According to the BC, the inflation targeting regime is the set of procedures to guarantee price stability in the country.

“The target provides greater certainty about the direction of monetary policy, showing society, in a transparent way, the BC’s commitment to price stability”, says the BC.

Also according to the Central Bank, predictability “improves the planning of families, companies and government”.

If, on the one hand, the target sets a ceiling for price increases, it also determines that it not be too low.

It may seem counterintuitive, but very low inflation or deflation (falling prices) can be bad for the economy, since, if constant, it creates a vicious circle that drives away consumption (people may avoid making purchases in the expectation that prices will fall even more so) and negatively impacts economic growth and job creation.

Open letter

Every time the country exceeds the inflation target, the president of the BC has to disclose, through an open letter to the Minister of Finance (who responds as president of the CMN), a detailed description of the causes of non-compliance with the target, the measures to ensure the return of inflation to established limits and the period within which the measures are expected to take effect.

In a letter released this Friday (10), the Central Bank says that the rise in the dollar and commodities (primary goods with international prices) and the heating of the economy explain most of the rise in inflation in 2024.

Node website from the monetary authority are the history of whether or not the target was met and the open letters written.

In addition to 2024, inflation was outside the tolerance range in the following years: 2001, 2002, 2003, 2015, 2017, 2021 and 2022.

Of the eight years of explosion, only 2017 was below the floor.
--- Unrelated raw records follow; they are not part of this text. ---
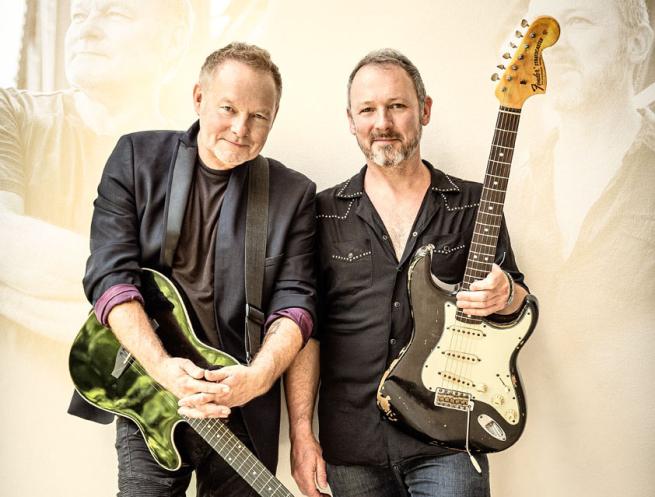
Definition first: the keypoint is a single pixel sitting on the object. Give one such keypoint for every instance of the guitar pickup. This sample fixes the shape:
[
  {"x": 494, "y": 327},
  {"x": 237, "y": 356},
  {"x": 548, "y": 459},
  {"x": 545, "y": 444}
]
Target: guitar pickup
[{"x": 453, "y": 399}]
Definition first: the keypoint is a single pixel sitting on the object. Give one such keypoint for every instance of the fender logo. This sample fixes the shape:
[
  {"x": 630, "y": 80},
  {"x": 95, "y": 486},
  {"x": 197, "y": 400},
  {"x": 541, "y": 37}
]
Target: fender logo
[{"x": 538, "y": 72}]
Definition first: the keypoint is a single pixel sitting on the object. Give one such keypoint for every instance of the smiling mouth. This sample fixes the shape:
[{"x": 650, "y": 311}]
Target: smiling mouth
[{"x": 234, "y": 144}]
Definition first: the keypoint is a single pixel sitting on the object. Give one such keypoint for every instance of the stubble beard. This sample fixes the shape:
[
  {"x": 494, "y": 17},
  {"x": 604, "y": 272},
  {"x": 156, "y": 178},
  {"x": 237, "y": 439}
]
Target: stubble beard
[{"x": 387, "y": 156}]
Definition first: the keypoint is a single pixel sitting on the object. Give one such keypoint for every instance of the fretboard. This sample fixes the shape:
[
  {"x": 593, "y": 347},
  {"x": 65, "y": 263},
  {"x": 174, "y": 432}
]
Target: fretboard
[
  {"x": 490, "y": 211},
  {"x": 237, "y": 455}
]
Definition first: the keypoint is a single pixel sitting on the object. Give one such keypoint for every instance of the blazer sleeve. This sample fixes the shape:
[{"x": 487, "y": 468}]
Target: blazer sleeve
[
  {"x": 115, "y": 250},
  {"x": 295, "y": 284}
]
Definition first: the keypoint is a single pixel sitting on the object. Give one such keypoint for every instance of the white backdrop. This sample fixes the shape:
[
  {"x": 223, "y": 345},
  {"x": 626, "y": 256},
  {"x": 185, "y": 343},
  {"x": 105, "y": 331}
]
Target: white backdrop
[{"x": 587, "y": 369}]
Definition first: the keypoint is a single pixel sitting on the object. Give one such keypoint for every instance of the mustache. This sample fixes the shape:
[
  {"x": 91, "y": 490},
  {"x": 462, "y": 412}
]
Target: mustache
[{"x": 384, "y": 136}]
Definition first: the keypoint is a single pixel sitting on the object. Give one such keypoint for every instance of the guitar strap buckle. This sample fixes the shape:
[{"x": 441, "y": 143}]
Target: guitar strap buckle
[{"x": 255, "y": 319}]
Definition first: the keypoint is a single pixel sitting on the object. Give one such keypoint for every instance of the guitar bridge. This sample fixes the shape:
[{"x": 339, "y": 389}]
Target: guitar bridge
[{"x": 453, "y": 399}]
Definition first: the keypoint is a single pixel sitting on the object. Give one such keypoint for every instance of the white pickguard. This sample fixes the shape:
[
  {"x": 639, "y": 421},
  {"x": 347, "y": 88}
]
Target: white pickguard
[{"x": 475, "y": 359}]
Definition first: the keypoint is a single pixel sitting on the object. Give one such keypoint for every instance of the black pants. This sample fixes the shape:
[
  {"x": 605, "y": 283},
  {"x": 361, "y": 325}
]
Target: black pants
[{"x": 140, "y": 476}]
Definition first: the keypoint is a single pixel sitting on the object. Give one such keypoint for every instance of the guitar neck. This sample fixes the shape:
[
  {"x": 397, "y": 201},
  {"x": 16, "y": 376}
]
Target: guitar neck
[
  {"x": 239, "y": 457},
  {"x": 490, "y": 211}
]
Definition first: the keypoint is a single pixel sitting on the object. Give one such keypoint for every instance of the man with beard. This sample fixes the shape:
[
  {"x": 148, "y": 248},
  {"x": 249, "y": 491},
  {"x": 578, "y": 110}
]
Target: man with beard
[{"x": 369, "y": 228}]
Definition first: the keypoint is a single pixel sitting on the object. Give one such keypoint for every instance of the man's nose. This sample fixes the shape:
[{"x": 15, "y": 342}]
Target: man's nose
[
  {"x": 240, "y": 126},
  {"x": 90, "y": 27},
  {"x": 383, "y": 119}
]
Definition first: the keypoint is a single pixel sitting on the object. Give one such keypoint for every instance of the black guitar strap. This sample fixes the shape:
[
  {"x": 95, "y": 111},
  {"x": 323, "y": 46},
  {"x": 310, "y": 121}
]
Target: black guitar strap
[{"x": 256, "y": 232}]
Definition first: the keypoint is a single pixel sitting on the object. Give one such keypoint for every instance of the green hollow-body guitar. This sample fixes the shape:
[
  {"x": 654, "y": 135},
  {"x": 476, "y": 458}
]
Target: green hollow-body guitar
[{"x": 108, "y": 377}]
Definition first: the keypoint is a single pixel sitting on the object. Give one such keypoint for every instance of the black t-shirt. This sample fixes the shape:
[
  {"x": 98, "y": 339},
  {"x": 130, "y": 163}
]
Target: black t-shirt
[{"x": 193, "y": 263}]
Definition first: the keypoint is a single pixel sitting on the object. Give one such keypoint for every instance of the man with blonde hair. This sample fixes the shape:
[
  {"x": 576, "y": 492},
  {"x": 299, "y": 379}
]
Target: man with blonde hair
[{"x": 236, "y": 99}]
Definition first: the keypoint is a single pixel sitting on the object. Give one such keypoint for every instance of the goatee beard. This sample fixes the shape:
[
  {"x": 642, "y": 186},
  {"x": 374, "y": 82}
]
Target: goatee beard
[{"x": 387, "y": 156}]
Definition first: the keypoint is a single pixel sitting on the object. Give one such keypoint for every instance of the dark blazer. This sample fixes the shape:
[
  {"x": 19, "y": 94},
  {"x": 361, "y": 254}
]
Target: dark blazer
[{"x": 128, "y": 232}]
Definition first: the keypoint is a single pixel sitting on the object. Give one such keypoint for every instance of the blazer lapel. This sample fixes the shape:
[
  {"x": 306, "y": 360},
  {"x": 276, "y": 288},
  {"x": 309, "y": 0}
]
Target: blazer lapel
[
  {"x": 229, "y": 253},
  {"x": 176, "y": 200}
]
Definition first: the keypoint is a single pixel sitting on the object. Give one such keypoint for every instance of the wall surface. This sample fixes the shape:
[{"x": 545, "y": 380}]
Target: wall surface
[{"x": 580, "y": 211}]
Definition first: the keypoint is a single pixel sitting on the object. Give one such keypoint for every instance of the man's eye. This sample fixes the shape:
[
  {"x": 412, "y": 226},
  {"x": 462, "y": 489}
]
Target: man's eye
[{"x": 117, "y": 14}]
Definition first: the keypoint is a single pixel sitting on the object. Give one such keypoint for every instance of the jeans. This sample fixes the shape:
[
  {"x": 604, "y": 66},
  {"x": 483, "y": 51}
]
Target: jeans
[
  {"x": 452, "y": 475},
  {"x": 140, "y": 476}
]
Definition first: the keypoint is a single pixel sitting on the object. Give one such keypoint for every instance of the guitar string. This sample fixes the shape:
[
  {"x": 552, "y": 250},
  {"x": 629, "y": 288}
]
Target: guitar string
[{"x": 222, "y": 433}]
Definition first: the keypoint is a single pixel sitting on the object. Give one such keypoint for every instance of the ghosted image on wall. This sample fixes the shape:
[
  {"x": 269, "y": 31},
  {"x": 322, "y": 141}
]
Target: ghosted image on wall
[{"x": 580, "y": 208}]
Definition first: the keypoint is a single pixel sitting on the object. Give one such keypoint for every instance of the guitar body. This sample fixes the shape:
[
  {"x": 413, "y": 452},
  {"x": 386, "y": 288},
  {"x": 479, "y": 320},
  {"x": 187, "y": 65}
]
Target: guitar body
[
  {"x": 454, "y": 374},
  {"x": 95, "y": 360}
]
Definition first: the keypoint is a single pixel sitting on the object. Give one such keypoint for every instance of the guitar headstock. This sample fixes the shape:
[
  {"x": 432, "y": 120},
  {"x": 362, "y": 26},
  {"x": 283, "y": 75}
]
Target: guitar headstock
[{"x": 525, "y": 74}]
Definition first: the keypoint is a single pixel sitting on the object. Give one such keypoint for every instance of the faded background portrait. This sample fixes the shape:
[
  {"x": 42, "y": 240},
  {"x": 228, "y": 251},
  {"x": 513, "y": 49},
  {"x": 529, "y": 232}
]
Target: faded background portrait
[{"x": 77, "y": 74}]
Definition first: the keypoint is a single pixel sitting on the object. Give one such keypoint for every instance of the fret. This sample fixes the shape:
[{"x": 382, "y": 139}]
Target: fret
[
  {"x": 497, "y": 176},
  {"x": 484, "y": 236},
  {"x": 486, "y": 230},
  {"x": 486, "y": 201},
  {"x": 494, "y": 189}
]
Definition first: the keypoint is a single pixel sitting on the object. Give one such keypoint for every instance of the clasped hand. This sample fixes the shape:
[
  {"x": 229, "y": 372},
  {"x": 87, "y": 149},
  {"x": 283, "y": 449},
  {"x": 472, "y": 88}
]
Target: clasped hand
[{"x": 204, "y": 393}]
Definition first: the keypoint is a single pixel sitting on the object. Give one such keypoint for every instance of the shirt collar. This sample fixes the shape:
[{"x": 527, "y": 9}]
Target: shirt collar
[{"x": 354, "y": 188}]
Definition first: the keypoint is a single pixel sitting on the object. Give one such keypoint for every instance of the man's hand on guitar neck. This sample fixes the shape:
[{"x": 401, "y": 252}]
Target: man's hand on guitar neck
[{"x": 492, "y": 295}]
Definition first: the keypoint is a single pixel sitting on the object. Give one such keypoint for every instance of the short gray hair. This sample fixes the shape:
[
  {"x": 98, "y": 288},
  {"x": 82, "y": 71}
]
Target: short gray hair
[
  {"x": 250, "y": 55},
  {"x": 390, "y": 56}
]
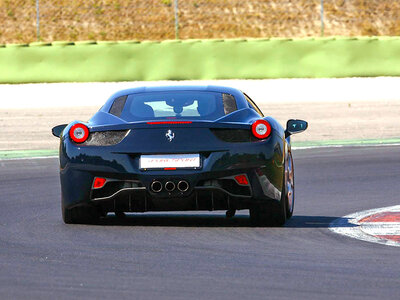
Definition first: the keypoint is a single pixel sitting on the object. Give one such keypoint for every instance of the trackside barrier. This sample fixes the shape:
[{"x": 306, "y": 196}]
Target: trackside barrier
[{"x": 199, "y": 59}]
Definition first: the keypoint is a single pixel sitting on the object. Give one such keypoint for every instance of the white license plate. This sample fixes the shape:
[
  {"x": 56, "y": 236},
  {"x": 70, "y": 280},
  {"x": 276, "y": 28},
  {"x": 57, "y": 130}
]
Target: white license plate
[{"x": 162, "y": 161}]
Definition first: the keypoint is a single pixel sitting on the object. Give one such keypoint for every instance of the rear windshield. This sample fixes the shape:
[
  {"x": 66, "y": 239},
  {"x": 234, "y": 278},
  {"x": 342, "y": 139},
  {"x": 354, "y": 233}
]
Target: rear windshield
[{"x": 173, "y": 105}]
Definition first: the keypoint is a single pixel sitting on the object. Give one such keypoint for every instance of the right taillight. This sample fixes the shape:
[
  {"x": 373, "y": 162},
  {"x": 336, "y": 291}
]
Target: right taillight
[
  {"x": 79, "y": 133},
  {"x": 261, "y": 129}
]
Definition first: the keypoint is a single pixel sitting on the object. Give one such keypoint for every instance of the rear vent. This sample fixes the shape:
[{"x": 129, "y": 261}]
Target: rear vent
[
  {"x": 233, "y": 135},
  {"x": 105, "y": 138}
]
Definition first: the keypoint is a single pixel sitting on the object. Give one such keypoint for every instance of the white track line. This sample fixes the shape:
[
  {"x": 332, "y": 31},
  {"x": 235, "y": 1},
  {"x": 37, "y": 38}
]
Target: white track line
[{"x": 349, "y": 226}]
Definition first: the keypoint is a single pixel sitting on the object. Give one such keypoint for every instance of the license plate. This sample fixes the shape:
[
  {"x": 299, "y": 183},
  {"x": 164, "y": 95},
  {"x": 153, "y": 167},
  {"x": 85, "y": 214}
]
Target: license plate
[{"x": 162, "y": 161}]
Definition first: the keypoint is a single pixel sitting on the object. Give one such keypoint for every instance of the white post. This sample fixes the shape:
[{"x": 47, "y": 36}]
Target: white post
[
  {"x": 322, "y": 18},
  {"x": 37, "y": 21},
  {"x": 176, "y": 20}
]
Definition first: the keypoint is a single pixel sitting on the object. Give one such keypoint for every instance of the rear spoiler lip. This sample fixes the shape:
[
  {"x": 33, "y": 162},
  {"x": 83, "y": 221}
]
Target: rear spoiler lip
[
  {"x": 232, "y": 120},
  {"x": 194, "y": 124}
]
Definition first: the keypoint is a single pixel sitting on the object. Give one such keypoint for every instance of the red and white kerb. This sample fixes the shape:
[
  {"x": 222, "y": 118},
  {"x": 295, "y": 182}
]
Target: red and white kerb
[{"x": 79, "y": 133}]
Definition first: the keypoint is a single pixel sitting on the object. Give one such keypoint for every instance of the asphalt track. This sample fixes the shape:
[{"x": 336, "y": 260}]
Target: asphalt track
[{"x": 203, "y": 255}]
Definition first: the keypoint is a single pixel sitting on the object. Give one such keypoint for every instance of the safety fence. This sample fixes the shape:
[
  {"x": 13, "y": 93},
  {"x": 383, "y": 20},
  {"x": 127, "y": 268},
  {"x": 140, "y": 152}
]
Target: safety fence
[{"x": 24, "y": 21}]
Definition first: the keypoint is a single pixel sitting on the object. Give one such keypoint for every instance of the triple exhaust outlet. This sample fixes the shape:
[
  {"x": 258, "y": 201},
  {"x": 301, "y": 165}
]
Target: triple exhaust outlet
[{"x": 169, "y": 186}]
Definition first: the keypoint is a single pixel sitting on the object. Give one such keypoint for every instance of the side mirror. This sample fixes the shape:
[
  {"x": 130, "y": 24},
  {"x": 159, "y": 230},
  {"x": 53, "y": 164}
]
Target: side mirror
[
  {"x": 57, "y": 131},
  {"x": 295, "y": 126}
]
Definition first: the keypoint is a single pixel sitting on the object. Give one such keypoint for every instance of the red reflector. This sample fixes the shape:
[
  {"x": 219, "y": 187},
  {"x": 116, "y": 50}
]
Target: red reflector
[
  {"x": 79, "y": 133},
  {"x": 170, "y": 122},
  {"x": 261, "y": 129},
  {"x": 242, "y": 179},
  {"x": 99, "y": 182}
]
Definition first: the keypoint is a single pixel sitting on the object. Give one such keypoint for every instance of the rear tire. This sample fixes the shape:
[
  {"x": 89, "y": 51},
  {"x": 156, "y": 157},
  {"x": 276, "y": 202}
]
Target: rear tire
[
  {"x": 290, "y": 195},
  {"x": 80, "y": 215},
  {"x": 274, "y": 215}
]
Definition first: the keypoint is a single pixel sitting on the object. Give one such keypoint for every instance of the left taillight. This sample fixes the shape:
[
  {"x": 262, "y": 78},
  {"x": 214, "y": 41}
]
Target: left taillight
[
  {"x": 79, "y": 133},
  {"x": 261, "y": 129}
]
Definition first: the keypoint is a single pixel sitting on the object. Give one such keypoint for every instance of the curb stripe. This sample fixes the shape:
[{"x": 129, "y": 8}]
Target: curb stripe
[{"x": 349, "y": 226}]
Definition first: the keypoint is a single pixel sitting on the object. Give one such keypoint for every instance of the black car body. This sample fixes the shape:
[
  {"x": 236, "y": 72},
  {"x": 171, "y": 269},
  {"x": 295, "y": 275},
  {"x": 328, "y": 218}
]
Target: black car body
[{"x": 177, "y": 148}]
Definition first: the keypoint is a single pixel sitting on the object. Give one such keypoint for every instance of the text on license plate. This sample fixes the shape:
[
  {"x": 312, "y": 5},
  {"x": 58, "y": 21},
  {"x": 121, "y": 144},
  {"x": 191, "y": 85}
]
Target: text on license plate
[{"x": 161, "y": 161}]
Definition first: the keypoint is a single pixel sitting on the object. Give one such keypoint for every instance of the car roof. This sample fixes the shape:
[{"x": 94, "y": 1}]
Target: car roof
[
  {"x": 240, "y": 99},
  {"x": 169, "y": 88}
]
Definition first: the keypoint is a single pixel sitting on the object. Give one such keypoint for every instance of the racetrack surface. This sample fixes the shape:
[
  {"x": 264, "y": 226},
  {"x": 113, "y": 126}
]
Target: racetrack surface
[{"x": 203, "y": 255}]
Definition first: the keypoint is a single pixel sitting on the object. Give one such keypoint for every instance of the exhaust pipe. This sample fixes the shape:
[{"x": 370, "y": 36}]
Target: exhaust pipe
[
  {"x": 183, "y": 186},
  {"x": 156, "y": 186},
  {"x": 169, "y": 186}
]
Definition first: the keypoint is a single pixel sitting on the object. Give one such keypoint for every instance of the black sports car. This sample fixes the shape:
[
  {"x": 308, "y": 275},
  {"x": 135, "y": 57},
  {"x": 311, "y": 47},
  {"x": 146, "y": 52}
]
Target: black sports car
[{"x": 177, "y": 148}]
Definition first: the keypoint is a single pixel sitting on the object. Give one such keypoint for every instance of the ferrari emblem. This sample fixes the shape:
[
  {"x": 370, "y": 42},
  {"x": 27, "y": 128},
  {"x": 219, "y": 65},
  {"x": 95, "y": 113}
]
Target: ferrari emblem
[{"x": 170, "y": 135}]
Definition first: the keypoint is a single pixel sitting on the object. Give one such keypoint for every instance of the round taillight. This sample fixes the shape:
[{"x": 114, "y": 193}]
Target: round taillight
[
  {"x": 79, "y": 133},
  {"x": 261, "y": 129}
]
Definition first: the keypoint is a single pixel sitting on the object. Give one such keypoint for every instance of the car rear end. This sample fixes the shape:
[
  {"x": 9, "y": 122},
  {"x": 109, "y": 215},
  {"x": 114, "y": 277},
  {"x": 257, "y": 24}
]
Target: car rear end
[{"x": 174, "y": 161}]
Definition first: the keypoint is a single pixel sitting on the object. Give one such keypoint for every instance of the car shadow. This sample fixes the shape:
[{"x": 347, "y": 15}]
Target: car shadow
[{"x": 212, "y": 220}]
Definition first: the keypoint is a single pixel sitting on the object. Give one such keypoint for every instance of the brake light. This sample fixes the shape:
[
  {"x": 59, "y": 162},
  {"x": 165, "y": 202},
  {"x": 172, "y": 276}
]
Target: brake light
[
  {"x": 169, "y": 122},
  {"x": 261, "y": 129},
  {"x": 99, "y": 182},
  {"x": 241, "y": 179},
  {"x": 79, "y": 133}
]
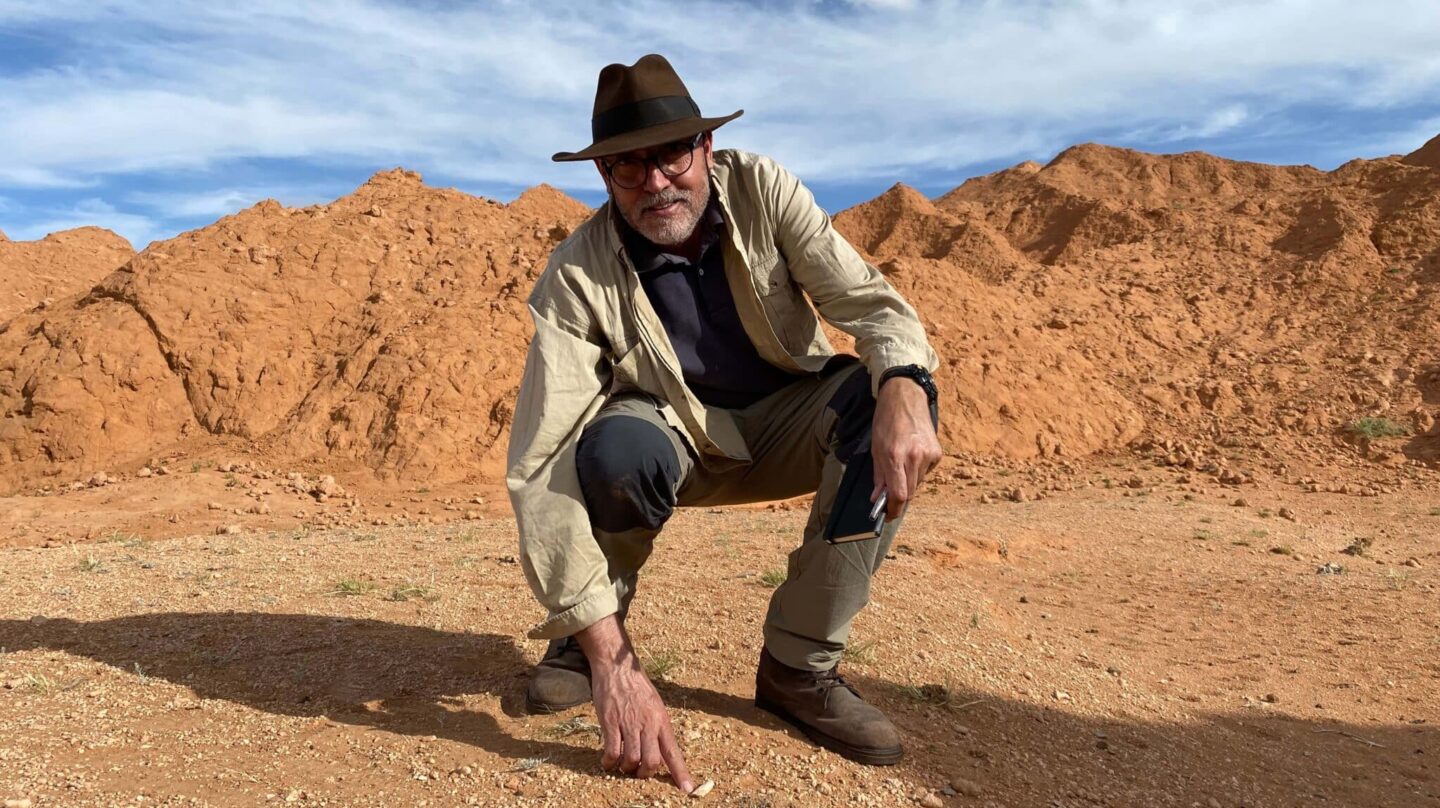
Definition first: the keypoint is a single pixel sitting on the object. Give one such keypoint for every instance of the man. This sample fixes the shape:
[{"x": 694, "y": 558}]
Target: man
[{"x": 676, "y": 362}]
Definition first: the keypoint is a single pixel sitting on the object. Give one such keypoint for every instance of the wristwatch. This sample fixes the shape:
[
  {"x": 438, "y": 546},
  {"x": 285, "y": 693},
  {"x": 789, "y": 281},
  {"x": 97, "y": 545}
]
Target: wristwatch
[{"x": 916, "y": 373}]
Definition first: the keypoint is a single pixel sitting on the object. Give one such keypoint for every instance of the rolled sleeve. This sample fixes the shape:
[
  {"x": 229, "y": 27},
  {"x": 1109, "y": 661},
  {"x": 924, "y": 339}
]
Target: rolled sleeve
[{"x": 847, "y": 291}]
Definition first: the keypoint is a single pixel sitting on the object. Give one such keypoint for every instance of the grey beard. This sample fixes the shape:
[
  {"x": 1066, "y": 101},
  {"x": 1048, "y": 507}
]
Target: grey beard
[{"x": 676, "y": 231}]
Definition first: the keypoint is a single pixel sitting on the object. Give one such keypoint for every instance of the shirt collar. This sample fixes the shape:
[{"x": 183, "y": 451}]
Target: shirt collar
[{"x": 648, "y": 255}]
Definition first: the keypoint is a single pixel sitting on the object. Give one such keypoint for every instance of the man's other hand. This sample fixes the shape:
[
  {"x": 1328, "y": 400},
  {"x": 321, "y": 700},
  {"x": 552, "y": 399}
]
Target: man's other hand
[
  {"x": 903, "y": 442},
  {"x": 635, "y": 728}
]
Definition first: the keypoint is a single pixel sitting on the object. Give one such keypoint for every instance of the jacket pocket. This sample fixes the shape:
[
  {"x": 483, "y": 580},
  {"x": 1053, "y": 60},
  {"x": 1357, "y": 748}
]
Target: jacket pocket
[
  {"x": 779, "y": 297},
  {"x": 625, "y": 367}
]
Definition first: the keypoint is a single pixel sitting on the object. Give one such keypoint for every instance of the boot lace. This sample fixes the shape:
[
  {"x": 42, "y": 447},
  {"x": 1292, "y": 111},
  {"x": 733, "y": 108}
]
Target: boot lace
[{"x": 827, "y": 681}]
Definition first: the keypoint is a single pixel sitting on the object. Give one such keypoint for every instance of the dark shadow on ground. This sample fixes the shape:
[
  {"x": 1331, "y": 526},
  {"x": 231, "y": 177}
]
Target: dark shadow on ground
[{"x": 411, "y": 680}]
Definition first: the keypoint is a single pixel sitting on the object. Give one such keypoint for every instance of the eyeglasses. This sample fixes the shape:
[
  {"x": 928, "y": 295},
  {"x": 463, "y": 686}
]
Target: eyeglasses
[{"x": 673, "y": 159}]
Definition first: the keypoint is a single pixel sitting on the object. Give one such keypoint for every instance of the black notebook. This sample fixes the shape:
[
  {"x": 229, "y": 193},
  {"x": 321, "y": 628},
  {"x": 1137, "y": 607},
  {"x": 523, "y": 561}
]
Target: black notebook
[{"x": 850, "y": 514}]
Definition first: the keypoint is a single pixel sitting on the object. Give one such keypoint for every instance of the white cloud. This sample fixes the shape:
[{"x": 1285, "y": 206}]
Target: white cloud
[
  {"x": 90, "y": 212},
  {"x": 486, "y": 92},
  {"x": 221, "y": 202}
]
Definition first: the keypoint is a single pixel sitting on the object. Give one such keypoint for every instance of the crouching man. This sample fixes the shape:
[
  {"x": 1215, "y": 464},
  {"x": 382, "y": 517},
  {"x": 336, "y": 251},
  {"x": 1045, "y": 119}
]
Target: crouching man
[{"x": 677, "y": 362}]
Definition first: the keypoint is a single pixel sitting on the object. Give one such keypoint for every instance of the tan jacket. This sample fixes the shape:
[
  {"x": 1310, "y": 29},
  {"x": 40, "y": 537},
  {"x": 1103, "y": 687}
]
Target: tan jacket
[{"x": 596, "y": 333}]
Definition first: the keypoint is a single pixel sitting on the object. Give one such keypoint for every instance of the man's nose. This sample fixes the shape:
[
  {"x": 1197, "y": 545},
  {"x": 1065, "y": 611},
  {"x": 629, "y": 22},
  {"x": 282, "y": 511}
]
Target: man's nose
[{"x": 655, "y": 180}]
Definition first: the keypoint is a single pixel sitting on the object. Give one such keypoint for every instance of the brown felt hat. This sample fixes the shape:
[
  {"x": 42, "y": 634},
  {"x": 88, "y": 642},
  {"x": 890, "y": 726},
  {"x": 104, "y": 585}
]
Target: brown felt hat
[{"x": 641, "y": 105}]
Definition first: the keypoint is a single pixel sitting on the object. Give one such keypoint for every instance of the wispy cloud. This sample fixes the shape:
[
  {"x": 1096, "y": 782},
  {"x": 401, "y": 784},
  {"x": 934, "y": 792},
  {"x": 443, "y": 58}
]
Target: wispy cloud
[
  {"x": 88, "y": 212},
  {"x": 848, "y": 91}
]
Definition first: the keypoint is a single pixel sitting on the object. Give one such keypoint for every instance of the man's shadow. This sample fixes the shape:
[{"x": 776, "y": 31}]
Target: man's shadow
[{"x": 393, "y": 677}]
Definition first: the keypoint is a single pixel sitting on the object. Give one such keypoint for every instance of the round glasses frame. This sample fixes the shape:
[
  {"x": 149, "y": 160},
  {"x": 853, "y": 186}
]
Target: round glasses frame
[{"x": 673, "y": 159}]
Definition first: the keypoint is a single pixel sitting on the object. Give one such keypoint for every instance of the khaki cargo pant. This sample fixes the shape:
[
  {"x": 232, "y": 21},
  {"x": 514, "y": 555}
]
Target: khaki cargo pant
[{"x": 635, "y": 470}]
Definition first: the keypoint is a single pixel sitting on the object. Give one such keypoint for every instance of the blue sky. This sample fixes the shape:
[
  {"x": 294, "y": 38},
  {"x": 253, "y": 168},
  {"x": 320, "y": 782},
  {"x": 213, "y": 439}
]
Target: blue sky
[{"x": 156, "y": 117}]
The IPCA ended the year at 2.95%. The determined floor was 3%.

In 2002, when the target ceiling was 5.5%, the IPCA reached 12.53%, the highest since the implementation of the monetary regime. In 2021, the year with the effects of the pandemic, it reached 10.06%.

Continuous goal

Until 2024, the inflation target was closed at the end of the current year. A CMN resolution determines that, for 2025 onwards, the target will be determined over the last twelve months. Thus, verification moves over time, no longer being restricted to the month of December of each year.

This pattern follows international examples and is known as the “continuous target”. For example, in April 2025, the interval from May 2024 to April 2025 will be taken into account to determine whether the IPCA is within the limit. The BC president will have to explain in an open letter if he leaves inflation outside the target for six months in a row.

According to the BC, the use of this period avoids the characterization of non-compliance in situations of temporary variations in inflation. This is the case, for example, of a food price shock that causes inflation to remain outside the tolerance range for just a few months. For 2025, the target remains at 3%, with a tolerance of 1.5 pp more or less.

In 2024, the 12-month accumulated IPCA reached 3.69% in April, before suffering an inflection and following an upward trend, until reaching a maximum of 4.87% in November. The December index (0.52%) allowed a decline at the end of the year, which closed at 4.83%. If the new criteria were in effect, the BC would be adding three consecutive months of rates above the ceiling, but it would not yet need to provide information via an open letter to the CMN.